DELIVERED the 14th day of February 2002
This is an application for compensation pursuant to the provisions of the
Criminal Offence Victims Act 1995.
The matter came on for hearing before me on the 22nd January 2002. There
was no appearance by on or behalf of the respondent and the applicant was
represented by Counsel (Mr Kimmins) who appeared by telephone with my
consent.
In the course of hearing the application it became apparent that personal
service of the application and supporting material had not been effected upon
the respondent. An affidavit by Keith Stubbins was read in which he swore
that on the 5th December 2001 he attended at premises at 281 Campbell
Street, Rockhampton where he spoke with a male occupant who told him that
the respondent had previously resided at that address but was no longer there. The male occupant informed Mr Stubbins that the respondent had
recently been imprisoned. Mr Stubbins left his name and contact details with
this person and also contacted the Rockhampton Prison but was told that the
respondent was no longer an inmate. Later on the same day Mr Stubbins
received a telephone call from a person who identified himself as the
respondent Kerry Green. Mr Stubbins said he informed that person that he
had documentation to serve upon him in relation to an application for victim
compensation by the applicant. There was some short general conversation
at the conclusion of which the caller asked Mr Stubbins to post the documents
to him at C/- 281 Campbell Street, Rockhampton where he would be able to
take delivery. The caller informed Mr Stubbins that he did not live there but
that he would never the less get the documents. Mr Stubbins then put the
originating application and supporting material into an envelope and delivered
it personally to 281 Campbell Street, Rockhampton together with a note
requesting that the respondent contact the applicant’s solicitors. He spoke to
another occupant of the premises who was a different person from the one he
had spoken to previously and this person told him that the respondent was not
present at the house but that he knew him and he undertook to give the
envelope and contents to the respondent. He identified himself as Chris Hill.
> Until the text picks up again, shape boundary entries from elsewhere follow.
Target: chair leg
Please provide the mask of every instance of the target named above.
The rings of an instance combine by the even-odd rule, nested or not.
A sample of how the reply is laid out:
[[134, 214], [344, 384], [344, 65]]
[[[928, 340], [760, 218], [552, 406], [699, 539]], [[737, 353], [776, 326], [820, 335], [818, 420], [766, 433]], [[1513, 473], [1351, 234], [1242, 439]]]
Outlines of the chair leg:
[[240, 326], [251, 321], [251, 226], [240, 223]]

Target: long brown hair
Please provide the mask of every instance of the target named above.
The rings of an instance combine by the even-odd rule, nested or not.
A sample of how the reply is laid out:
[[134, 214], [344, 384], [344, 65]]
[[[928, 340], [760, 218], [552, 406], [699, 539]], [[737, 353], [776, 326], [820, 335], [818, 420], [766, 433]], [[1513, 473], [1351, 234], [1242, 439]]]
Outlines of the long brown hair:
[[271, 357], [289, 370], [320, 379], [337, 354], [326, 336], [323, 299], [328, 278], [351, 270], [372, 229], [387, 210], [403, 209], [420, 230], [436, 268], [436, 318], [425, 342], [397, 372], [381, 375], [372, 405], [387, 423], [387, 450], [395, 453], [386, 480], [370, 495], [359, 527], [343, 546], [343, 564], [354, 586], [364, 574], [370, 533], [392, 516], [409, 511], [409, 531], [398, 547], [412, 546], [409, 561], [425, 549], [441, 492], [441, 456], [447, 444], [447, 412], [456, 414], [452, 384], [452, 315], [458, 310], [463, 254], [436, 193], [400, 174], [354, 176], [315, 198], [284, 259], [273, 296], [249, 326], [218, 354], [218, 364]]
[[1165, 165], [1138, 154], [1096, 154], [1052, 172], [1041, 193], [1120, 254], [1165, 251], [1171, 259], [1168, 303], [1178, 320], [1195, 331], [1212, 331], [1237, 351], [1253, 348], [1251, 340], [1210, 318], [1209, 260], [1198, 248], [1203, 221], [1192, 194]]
An affidavit by Anthony Harold Hyde Bailey filed on the 21st January 2002 was
also read. Mr Bailey swore that he caused an advertisement (a copy of which
was exhibited to the affidavit) to be placed in the Rockhampton Morning
Bulletin newspaper. He did not swear as to the date the advertisement
appeared in the newspaper but at the top of the exhibit the handwritten words “Rockhampton Morning Bulletin 17th January 2002” appear and I infer from
that that it was published on the 17th January 2002.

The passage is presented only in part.